20140307_008_011L’une des particularités de la région est d’être l’endroit où est cultivé le meilleur poivre du monde : le poivre de Kampot (même si les plantations sont situées plutôt vers Kep). Nous partons donc un matin visiter une plantation de ce fameux poivre. La plante est une liane qui se bouture et qui donne ce fruit, le poivre. Les plantations sont donc constituées de lianes qui poussent sur des tuteurs protégées par des feuilles de palmiers et arrosées régulièrement. L’engrais utilisé est une mixture à base d’excréments de chauve souris (cf. Battambang). Récolté vert, il est cuisiné frais dans pas mal de plats qu’on a pu mangé au Cambodge. En général, une grappe de grains est utilisé telle quelle dans le plat car il n’est pas très fort (pas autant que séché en tout cas). Pour le poivre noir, le grain est récolté juste avant qu’il devienne jaune puis en ensuite séché.
Pour le poivre rouge et blanc, c’est le fruit rouge qui est cueilli puis séché pour le poivre rouge.
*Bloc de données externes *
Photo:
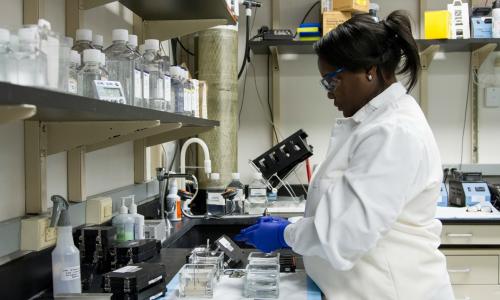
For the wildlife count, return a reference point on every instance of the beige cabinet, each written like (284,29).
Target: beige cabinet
(473,257)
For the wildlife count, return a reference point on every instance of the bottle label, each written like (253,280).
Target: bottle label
(137,84)
(71,273)
(72,86)
(215,199)
(145,87)
(258,192)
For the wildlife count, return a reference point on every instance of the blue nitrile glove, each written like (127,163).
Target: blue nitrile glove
(267,235)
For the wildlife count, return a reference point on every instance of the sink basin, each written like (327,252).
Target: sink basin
(198,234)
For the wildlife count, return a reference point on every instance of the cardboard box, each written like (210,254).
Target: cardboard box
(332,19)
(351,5)
(437,24)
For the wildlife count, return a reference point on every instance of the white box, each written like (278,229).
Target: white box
(460,22)
(492,97)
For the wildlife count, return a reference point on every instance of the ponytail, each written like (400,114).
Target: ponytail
(361,43)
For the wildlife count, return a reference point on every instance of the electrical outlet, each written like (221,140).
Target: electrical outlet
(99,210)
(36,233)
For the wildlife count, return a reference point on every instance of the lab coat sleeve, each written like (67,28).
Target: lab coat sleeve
(363,204)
Pour le poivre blanc, le fruit rouge est d’abord lavé (pour ôter sa « peau ») avant d’être séché.
On visite aussi le lendemain à Kampot cette fois, une coopérative FarmLink qui se charge de raffiner et de commercialiser le poivre de différents producteurs de la région sous l’appellation IGP (indication géographie protégée) de Poivre de Kampot. Tous les grains, une fois séchés, sont triés à la main et bénéficient donc du label.
20140305_103_105Nous profitons bien entendu de notre séjour à Kep pour goûter le fameux « Crabe sauté au poivre vert de Kampot ». C’est… excellent !
On finit ces quelques jours dans la région en allant visiter le parc national de Bokor. Créée par les colons français, Bokor était une station climatique d’altitude (près de 1000m) qui leur permettaient d’échapper à la chaleur et l’humidité de Phnom Penh. Après une bonne ascension, on arrive au sommet de la montagne sur un large plateau duquel on a une vue magnifique sur la côte. Quelques bâtiments de l’époque restent encore présents, une église et surtout le Casino Palace Hôtel. Ce dernier est maintenant complétement ré-enduit et tout gris. On pensait le voir avec ses peintures décrépites, un peu dans son jus, eh bien, c’est raté. Cela ne nous empêche pas de passer un bon moment à nous perdre et nous cacher dans le dédale des escaliers et des pièces en enfilade.
Le site de Bokor est en pleine mutation. Un groupe pétrolier local a une franchise d’exploitation du site pour 99 ans et a décidé de créer un pole touristique pour les touristes asiatiques. Un immense hôtel a été construit il y a quelques années (au milieu d’un quasi désert) et aujourd’hui plein d’ouvriers s’affairent pour continuer de construire autour des bâtiments qu’on imagine être des restaurants, des centres commerciaux et autres karaokés. Le Palace Hôtel de Bokor est donc en cours de rénovation et devrait être transformé… en une boutique de luxe.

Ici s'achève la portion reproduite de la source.